Fica claro que o espiritismo segue preceitos onde priorizam a harmonia divina como aqui já tratamos. Os espíritas citam as subdivisões do plano espiritual, porém esse ponto de vista somente não é aceito por eles.

Perceba que existe um plano de sofrimento, outro plano de “pronto socorro”, um plano de evolução. Esses planos são planos independentes, porém interligados e participativos em uma evolução espiritual. E é possível que alguém tenha que se desprender  sua consciência de plano espiritual e tomar consciência em outro plano para prosseguir sua evolução, mas a sua essência permanecerá no plano espiritual, ou seja no seu plano de origem. Mas como isso pode acontecer do plano espiritual para outro plano, também pode acontecer de outros planos para qualquer plano.
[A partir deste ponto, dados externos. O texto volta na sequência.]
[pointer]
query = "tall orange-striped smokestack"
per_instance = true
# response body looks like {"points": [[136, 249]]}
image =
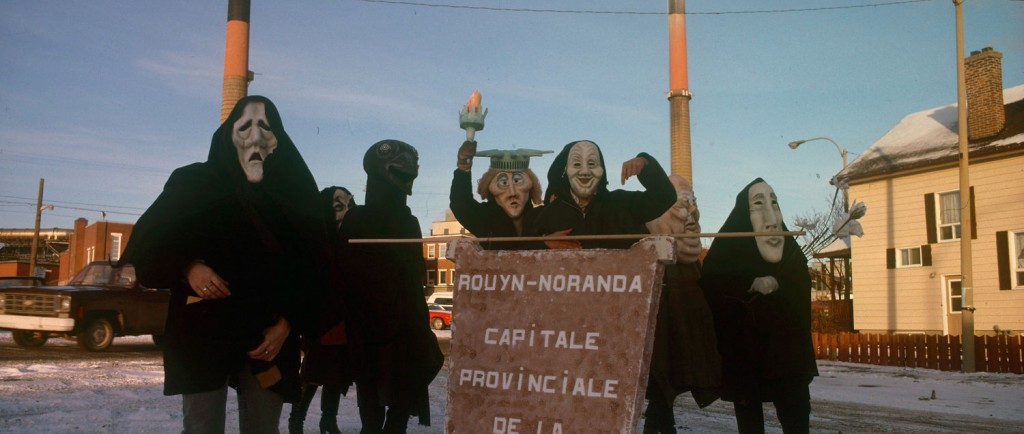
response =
{"points": [[679, 94], [236, 56]]}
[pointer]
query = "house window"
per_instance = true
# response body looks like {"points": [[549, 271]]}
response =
{"points": [[948, 216], [955, 290], [115, 246], [909, 257], [1017, 253]]}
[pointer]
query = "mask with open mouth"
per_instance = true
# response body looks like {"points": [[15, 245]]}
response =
{"points": [[394, 162], [584, 169], [766, 217], [254, 140]]}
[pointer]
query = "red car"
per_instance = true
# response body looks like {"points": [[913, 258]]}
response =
{"points": [[440, 317]]}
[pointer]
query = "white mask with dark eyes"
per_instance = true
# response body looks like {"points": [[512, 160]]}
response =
{"points": [[253, 140]]}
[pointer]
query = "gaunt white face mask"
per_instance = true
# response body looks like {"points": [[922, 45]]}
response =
{"points": [[253, 140]]}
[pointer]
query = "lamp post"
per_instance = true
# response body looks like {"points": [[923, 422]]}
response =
{"points": [[842, 152]]}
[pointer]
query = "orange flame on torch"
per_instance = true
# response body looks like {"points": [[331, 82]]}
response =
{"points": [[473, 103]]}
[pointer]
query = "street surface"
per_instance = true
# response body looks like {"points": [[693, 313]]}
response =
{"points": [[120, 391]]}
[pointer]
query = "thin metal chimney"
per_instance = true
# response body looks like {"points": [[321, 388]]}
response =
{"points": [[237, 76], [679, 94]]}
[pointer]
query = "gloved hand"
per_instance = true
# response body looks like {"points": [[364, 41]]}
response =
{"points": [[466, 153], [765, 285]]}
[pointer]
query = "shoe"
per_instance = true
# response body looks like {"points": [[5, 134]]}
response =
{"points": [[330, 426]]}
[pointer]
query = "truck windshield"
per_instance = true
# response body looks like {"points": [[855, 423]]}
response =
{"points": [[104, 274]]}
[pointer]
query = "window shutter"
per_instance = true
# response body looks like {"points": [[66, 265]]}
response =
{"points": [[933, 234], [1003, 257], [974, 217]]}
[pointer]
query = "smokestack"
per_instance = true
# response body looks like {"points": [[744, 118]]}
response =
{"points": [[236, 56], [679, 94], [985, 110]]}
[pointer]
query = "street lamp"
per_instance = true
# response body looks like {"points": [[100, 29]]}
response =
{"points": [[842, 152]]}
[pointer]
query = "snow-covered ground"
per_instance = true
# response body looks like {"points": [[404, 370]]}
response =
{"points": [[125, 396]]}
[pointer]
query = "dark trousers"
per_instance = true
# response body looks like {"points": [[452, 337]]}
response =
{"points": [[793, 406], [378, 419]]}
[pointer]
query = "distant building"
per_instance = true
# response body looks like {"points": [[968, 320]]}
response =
{"points": [[440, 271], [908, 260], [102, 240], [15, 251]]}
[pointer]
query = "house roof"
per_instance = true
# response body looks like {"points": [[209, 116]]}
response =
{"points": [[930, 137], [837, 249]]}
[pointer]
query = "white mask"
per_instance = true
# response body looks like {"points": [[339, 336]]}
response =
{"points": [[683, 217], [511, 190], [584, 169], [766, 217], [253, 140]]}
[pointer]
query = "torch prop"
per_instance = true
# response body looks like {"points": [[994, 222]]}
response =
{"points": [[470, 117]]}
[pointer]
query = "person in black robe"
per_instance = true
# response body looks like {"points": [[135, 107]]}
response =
{"points": [[760, 292], [326, 357], [579, 202], [240, 241], [685, 355], [395, 354], [510, 191]]}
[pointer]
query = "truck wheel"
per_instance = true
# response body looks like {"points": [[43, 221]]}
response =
{"points": [[29, 339], [97, 336]]}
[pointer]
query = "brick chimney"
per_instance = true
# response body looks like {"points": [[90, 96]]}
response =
{"points": [[985, 112]]}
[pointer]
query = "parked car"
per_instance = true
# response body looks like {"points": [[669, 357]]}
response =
{"points": [[20, 280], [443, 299], [440, 316], [99, 303]]}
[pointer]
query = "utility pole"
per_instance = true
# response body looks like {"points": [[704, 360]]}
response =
{"points": [[237, 75], [35, 236], [679, 94], [967, 268]]}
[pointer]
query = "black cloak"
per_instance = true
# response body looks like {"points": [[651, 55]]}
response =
{"points": [[393, 349], [763, 340], [265, 240], [608, 212]]}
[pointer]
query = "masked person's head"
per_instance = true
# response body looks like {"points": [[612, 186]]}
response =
{"points": [[254, 140], [337, 201], [585, 170], [766, 217], [683, 217]]}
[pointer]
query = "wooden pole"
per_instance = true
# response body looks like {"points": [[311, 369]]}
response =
{"points": [[35, 236], [967, 269], [579, 237]]}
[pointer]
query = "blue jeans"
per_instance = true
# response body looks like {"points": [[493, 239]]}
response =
{"points": [[259, 408]]}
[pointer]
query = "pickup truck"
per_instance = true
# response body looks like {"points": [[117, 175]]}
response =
{"points": [[99, 303]]}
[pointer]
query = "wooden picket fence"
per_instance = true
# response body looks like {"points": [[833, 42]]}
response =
{"points": [[992, 353]]}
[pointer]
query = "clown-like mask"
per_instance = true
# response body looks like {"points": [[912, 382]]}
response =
{"points": [[511, 190], [766, 217], [683, 217], [253, 140], [584, 169], [340, 203]]}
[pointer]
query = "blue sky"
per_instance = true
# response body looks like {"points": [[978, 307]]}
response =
{"points": [[104, 98]]}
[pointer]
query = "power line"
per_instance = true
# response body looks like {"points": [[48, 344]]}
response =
{"points": [[630, 12]]}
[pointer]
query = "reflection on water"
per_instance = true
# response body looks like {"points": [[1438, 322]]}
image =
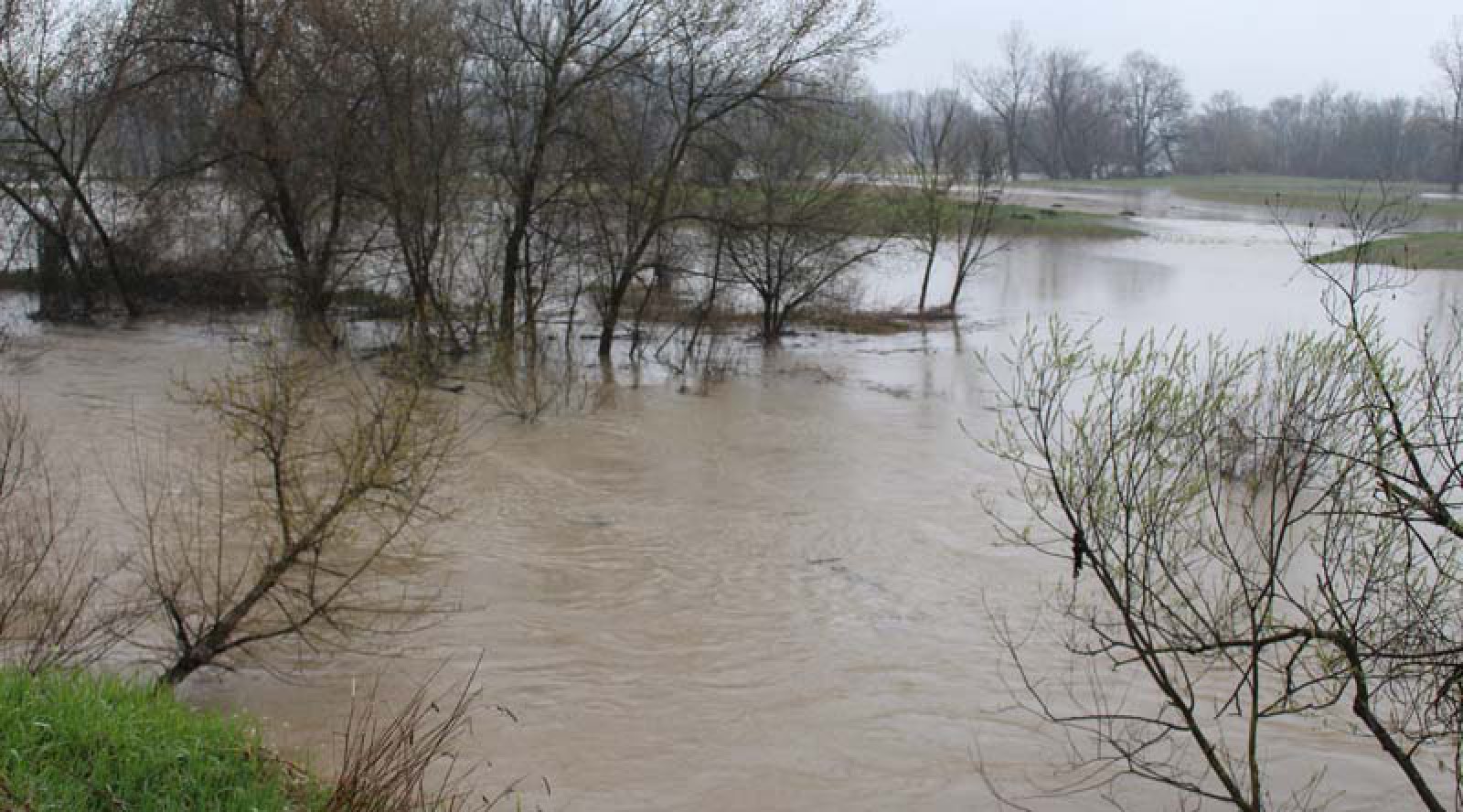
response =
{"points": [[772, 597]]}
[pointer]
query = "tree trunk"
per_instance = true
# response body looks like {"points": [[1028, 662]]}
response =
{"points": [[924, 285]]}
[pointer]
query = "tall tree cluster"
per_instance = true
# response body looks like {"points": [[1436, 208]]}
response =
{"points": [[1065, 116], [470, 157]]}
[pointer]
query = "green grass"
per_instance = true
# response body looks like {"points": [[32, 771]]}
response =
{"points": [[892, 211], [1437, 251], [78, 743], [1257, 190]]}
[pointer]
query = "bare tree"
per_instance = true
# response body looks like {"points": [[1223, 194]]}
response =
{"points": [[792, 234], [935, 136], [65, 72], [419, 121], [1074, 119], [1153, 104], [1258, 534], [53, 607], [714, 58], [324, 475], [538, 63], [977, 219], [289, 132], [1009, 90], [1447, 56]]}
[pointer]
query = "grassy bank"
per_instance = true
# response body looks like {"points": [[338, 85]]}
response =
{"points": [[1437, 251], [82, 743], [1255, 190]]}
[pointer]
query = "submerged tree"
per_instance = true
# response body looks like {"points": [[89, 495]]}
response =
{"points": [[65, 73], [1253, 534], [716, 58], [324, 475], [955, 163], [792, 230], [1153, 106]]}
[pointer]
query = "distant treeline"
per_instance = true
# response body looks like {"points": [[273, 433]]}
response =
{"points": [[1064, 116]]}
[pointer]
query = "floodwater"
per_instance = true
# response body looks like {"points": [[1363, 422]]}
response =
{"points": [[777, 596]]}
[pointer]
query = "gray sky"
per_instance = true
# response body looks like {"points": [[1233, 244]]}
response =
{"points": [[1260, 48]]}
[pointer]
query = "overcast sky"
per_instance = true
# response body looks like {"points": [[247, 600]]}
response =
{"points": [[1260, 48]]}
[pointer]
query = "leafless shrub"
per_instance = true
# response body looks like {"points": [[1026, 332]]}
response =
{"points": [[404, 763], [324, 475], [53, 609]]}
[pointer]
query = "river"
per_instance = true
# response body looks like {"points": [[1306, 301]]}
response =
{"points": [[775, 596]]}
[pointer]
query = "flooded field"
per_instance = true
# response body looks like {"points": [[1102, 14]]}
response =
{"points": [[775, 596]]}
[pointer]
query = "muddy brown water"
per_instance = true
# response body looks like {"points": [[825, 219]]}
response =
{"points": [[775, 596]]}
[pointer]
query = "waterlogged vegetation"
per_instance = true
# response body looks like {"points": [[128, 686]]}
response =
{"points": [[1282, 192], [897, 211], [448, 199], [99, 743], [1436, 251]]}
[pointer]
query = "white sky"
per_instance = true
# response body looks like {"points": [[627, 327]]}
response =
{"points": [[1260, 48]]}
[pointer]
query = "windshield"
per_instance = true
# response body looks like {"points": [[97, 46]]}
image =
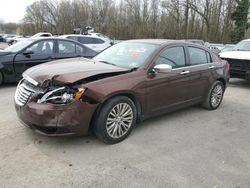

Temos que nos conscientizar que somos cercados por planos,  onde as freqüências são imperceptíveis a nós seres humanos. Planos existem muitos, mas temos pouca consciência deles, e o plano espiritual seria um dos mais grosseiros, se assim me permitem dizer, pois é um plano que ainda muitos de nós tem consciência e contato.

Existem planos que interagem com o tempo e espaço de maneira totalmente fora de nossa concepção. Planos que definem linhas evolutivas, que interagem e fazem interface com linhas evolutivas, e planos que nunca se “contaminam” com outras linhas evolutivas.

Alguns de nós hoje passamos por aqui mas não  somos todos de uma linha evolutiva em comum, nós temos propósitos diferentes, e evolução que dificilmente coincidem, hoje cruzamos por aqui , mas é mera coincidência, ou não. Temos evolução, e evoluir é na verdade nosso único interesse.

Para atingir tal objetivo, seguiremos por caminhos por vezes árduos, mas que passarão por muitos planos diferentes dependendo de nossa origem evolutiva e propósito evolutivos. Seguiremos linhas e planos diferentes conforme surgirem às necessidades para serem agregadas à nossa evolução, mas nunca fugiremos de nosso plano-origem , para onde sempre voltaremos a cada  pré-evolução.

Temos uma sentença a cumprir, onde a cada evolução nossos objetivos serão mais sublimes, porém sem paradigmas. Por exemplo um homem pode morrer e reencarnar cachorro? Sim, se nessa sua evolução ele tiver que “aprender” a fidelidade. Porém ele não reencarna com a mesma alma, ele participará de uma coletividade espiritual aonde somente uma parte dele viria de tal forma, e o restante permaneceria no seu plano de origem. Perceba que não estou afirmando que um espectro retroceda, e sim que ele participará de uma coletividade aonde a energia iria conduzi-lo para que tal evolução seja agregada ao  processo evolutivo.